What other things? The next biggest is genomics. In March 2020 a bunch of geneticists met in London to consider what they could do. They thought it would be a good idea to sequence as much as possible. A lot of people thought that was silly.

thetimes.co.uk/article/genomi…

People continued to think it was silly through the summer, when Britain produced more genome sequences than the rest of the world combined - of this slowly-mutating virus that clearly wouldn't have concerning variants. Then Alpha happened.

Still, now, Britain sequences A LOT

It doesn't stop here. There is Siren, a study run by @SMHopkins . By regularly testing healthcare workers, who we know get infected more, PHE, then UKHSA, collected the most rapid data on vaccine protection and reinfections, among other things.

snapsurvey.phe.org.uk/siren/

There is Comix - regularly asking people about daily contacts. Again a bunch of scientists got together and just thought, what will we need in a pandemic, then they did it. This is week 98. They didn't expect 98 weeks. But we have 98 weeks of continuous, consistent data.

There is the vivaldi care home study - because we need good data on antibodies in the most vulnerable groups, in a pandemic that affects the most vulnerable ucl.ac.uk/health-informa…

There is the Icnaric intensive care audit - to see what happens to those worst affected.

There is wastewater sampling because everyone, except the queen, poos

There is loads more. A lot of this happened because some great scientists just took the initiative and did it.

Now the question is, what next for the UK's covid industrial complex? Some will be scrapped. Some will be repurposed.

Genomics has proven itself, and will be a key tool of public health.

The ONS knows it will have to slim down eventually, but many think it has a lot of value yet. It may get smaller and broader, looking at other diseases. Almost certainly the households involved will be followed for years to come, to see covid legacy. thetimes.co.uk/article/dont-d…

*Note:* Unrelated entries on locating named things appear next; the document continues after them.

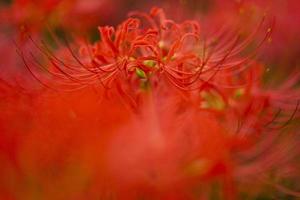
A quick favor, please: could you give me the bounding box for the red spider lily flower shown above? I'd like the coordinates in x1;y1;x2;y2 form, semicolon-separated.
0;8;300;199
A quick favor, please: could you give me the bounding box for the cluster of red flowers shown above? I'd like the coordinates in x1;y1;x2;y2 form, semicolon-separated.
0;1;300;200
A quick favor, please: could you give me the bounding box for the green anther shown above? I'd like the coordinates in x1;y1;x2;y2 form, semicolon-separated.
135;68;147;79
143;60;156;67
200;92;226;111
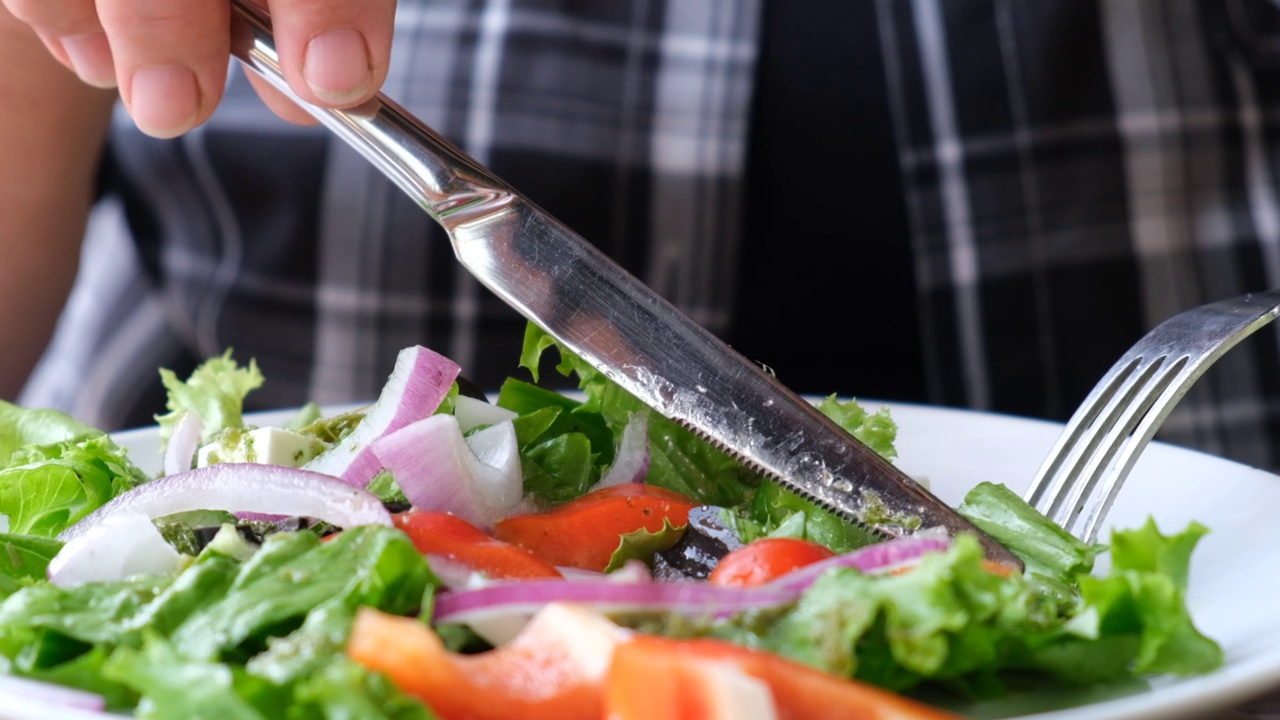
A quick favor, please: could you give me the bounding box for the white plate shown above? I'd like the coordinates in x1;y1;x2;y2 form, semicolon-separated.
10;404;1280;720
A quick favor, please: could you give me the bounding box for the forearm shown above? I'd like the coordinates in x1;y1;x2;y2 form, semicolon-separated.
0;6;114;398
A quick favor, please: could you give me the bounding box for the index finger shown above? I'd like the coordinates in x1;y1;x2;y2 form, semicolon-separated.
247;0;396;108
97;0;230;137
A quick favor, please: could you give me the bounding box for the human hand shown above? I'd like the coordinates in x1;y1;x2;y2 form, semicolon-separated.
0;0;396;137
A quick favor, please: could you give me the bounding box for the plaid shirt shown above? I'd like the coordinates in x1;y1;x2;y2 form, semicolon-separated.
23;0;1280;466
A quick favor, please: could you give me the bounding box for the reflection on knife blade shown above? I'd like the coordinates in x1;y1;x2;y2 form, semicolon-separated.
232;0;1021;568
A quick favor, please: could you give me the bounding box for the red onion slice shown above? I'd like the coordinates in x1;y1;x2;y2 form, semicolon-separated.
370;415;525;529
0;675;106;717
767;533;951;593
305;346;460;488
164;410;205;475
58;462;392;542
591;413;649;489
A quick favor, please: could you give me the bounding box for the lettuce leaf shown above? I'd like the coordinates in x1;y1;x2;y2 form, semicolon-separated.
0;527;436;717
0;433;146;537
517;323;760;506
956;483;1102;584
0;400;102;468
156;350;262;452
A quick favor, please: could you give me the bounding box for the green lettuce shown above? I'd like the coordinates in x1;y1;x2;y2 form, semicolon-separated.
0;527;436;717
0;433;147;537
675;487;1222;696
156;350;262;450
0;400;102;468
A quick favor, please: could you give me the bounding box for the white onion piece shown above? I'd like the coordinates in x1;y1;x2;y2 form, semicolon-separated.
591;413;649;489
164;410;205;475
0;675;106;717
303;346;460;488
47;512;182;587
58;462;392;542
426;553;483;588
370;415;525;530
453;395;520;433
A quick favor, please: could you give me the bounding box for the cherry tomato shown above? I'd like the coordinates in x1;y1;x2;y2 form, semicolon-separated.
707;538;836;585
493;483;698;571
392;510;562;579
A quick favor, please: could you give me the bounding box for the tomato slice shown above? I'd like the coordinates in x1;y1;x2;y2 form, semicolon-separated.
347;605;627;720
392;510;562;579
604;632;778;720
494;483;698;571
604;635;959;720
707;538;836;585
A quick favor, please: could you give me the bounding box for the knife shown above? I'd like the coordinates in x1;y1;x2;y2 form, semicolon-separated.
232;0;1021;568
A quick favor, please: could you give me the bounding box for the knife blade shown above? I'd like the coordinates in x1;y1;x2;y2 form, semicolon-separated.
232;0;1021;568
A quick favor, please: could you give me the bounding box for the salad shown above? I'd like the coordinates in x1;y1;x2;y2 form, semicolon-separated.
0;325;1222;720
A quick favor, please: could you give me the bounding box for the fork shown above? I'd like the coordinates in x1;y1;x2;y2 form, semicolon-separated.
1024;290;1280;542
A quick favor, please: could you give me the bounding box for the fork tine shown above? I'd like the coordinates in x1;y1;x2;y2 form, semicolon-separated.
1024;290;1280;542
1025;356;1142;516
1053;355;1189;542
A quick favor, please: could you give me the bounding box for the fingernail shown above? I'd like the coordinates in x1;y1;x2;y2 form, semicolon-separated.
60;32;115;87
302;27;372;105
128;65;200;137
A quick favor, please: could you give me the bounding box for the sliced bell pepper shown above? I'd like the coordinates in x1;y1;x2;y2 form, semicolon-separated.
604;634;959;720
347;603;628;720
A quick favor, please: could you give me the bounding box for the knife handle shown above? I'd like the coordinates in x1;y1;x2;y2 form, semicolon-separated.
230;0;515;229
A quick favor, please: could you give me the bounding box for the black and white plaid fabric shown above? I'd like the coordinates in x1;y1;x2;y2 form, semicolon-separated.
23;0;1280;466
23;0;759;427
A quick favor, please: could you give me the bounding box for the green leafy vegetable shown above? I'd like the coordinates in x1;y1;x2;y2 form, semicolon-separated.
0;434;146;537
0;400;102;468
0;527;435;717
156;350;262;450
604;518;685;573
957;483;1101;584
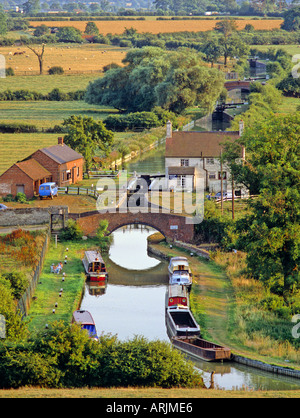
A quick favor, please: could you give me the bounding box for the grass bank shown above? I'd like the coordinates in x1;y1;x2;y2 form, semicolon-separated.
151;242;300;370
28;240;95;333
0;387;300;399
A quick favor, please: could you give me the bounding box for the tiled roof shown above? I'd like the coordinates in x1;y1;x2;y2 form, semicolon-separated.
168;167;196;176
165;131;239;158
16;158;51;180
40;144;83;164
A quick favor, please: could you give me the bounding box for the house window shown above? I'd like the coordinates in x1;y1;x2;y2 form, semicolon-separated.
16;184;25;193
177;176;186;188
218;171;227;180
180;158;189;167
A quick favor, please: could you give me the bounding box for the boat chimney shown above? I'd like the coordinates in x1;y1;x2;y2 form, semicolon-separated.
239;119;244;136
166;120;172;138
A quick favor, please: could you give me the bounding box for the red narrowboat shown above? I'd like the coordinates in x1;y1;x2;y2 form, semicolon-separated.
82;251;108;282
166;284;189;308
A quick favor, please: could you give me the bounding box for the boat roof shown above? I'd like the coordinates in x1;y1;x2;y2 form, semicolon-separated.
84;251;104;264
170;257;189;266
169;284;187;298
73;310;94;324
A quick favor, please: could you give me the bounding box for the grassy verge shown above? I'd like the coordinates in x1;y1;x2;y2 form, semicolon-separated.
28;240;95;333
0;387;300;399
151;243;300;369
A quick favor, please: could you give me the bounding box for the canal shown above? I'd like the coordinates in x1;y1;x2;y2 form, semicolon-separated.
81;225;300;390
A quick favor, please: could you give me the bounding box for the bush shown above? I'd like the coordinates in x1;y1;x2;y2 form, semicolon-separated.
15;192;27;203
48;66;64;75
60;219;83;241
3;193;15;202
2;272;29;299
47;88;69;102
5;67;15;77
0;322;204;388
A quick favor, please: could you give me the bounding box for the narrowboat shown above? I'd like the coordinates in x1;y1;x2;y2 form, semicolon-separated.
82;251;107;282
168;257;192;290
171;336;232;361
166;284;189;308
166;306;200;337
72;310;98;338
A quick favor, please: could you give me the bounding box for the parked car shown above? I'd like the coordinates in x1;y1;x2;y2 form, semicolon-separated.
39;183;58;199
206;192;232;200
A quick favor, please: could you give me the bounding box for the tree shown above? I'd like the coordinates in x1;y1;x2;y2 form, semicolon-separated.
227;113;300;303
86;47;224;113
84;22;99;35
0;9;7;35
27;44;45;75
56;26;82;43
23;0;41;15
63;115;113;171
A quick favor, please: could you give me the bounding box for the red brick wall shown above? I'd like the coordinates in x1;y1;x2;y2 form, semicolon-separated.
69;211;194;243
32;150;84;187
0;164;34;198
32;150;59;185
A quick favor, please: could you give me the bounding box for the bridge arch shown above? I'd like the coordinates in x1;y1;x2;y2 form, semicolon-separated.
224;80;250;92
69;211;194;243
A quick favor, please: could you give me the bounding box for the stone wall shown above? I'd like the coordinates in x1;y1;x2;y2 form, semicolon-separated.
69;211;194;242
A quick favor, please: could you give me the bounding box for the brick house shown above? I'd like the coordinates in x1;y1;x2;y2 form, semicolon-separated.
0;138;84;198
0;158;52;198
31;138;84;187
165;121;245;193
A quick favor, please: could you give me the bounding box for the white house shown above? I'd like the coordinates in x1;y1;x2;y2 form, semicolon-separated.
165;121;245;195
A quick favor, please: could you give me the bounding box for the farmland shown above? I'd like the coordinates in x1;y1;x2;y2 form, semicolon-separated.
0;45;126;76
0;132;57;174
30;19;282;35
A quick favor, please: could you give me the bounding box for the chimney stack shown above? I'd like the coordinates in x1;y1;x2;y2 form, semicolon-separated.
239;119;244;136
166;120;172;138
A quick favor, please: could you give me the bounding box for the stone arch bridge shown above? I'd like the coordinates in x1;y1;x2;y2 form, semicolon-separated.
224;80;250;91
69;210;194;243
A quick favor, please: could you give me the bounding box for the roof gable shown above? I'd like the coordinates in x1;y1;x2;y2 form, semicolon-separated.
15;158;51;180
165;131;240;158
39;144;83;164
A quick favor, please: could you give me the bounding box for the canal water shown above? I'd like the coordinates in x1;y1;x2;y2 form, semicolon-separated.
81;225;300;390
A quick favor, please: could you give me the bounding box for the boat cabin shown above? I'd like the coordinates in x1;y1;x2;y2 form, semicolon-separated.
166;284;189;308
82;251;107;281
168;257;192;290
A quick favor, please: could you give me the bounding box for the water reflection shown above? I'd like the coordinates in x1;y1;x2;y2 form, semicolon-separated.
81;225;169;341
81;227;300;390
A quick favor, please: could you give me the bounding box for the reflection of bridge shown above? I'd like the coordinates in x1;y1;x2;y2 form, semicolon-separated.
106;259;168;286
224;80;250;91
69;209;194;242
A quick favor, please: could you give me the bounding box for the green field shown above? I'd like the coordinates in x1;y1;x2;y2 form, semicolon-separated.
0;101;118;129
0;133;58;174
0;73;101;94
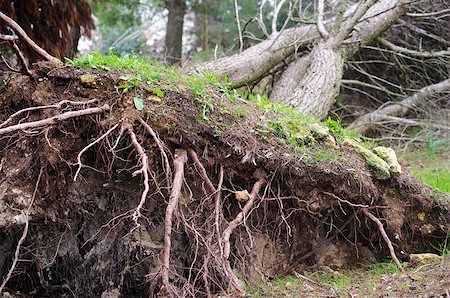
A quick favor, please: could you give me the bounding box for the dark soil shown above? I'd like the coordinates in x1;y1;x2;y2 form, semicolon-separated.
0;63;450;297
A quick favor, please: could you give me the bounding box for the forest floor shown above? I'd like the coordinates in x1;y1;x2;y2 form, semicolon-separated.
258;256;450;298
260;151;450;298
0;54;450;297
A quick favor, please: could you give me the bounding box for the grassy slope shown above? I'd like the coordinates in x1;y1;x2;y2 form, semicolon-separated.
69;53;450;297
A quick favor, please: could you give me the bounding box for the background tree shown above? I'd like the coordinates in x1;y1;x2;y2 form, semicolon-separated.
0;0;94;62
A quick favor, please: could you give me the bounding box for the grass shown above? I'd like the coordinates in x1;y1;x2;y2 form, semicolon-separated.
67;49;370;151
402;140;450;193
412;168;450;193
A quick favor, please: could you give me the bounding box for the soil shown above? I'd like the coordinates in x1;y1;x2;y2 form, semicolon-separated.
0;63;450;297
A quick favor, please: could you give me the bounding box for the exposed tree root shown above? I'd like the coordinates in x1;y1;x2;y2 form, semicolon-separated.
362;208;406;274
160;149;187;297
222;170;266;294
0;61;450;297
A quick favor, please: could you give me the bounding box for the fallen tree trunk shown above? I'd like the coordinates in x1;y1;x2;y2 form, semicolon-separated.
0;63;450;297
348;79;450;134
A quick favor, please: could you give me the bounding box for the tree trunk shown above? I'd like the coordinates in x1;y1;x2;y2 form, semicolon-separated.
348;79;450;133
194;0;411;117
270;42;346;118
165;0;186;65
271;0;407;118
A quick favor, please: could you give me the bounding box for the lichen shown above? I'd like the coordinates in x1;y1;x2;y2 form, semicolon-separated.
372;146;402;175
343;139;391;180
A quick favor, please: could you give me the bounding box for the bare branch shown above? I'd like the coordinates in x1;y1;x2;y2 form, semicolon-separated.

Along with clinical trials and the vaccines, it strikes me that covid surveillance is something that has been done very well, and doesn't get enough recognition. Did it make a difference to our pandemic? No idea. But the world has been grateful.

Here is my piece about it

Addendum - as a few have rightly pointed out, the UK standard self-selected testing is high, but not the highest. I shouldn't have put that in without checking properly (it's not in the piece itself).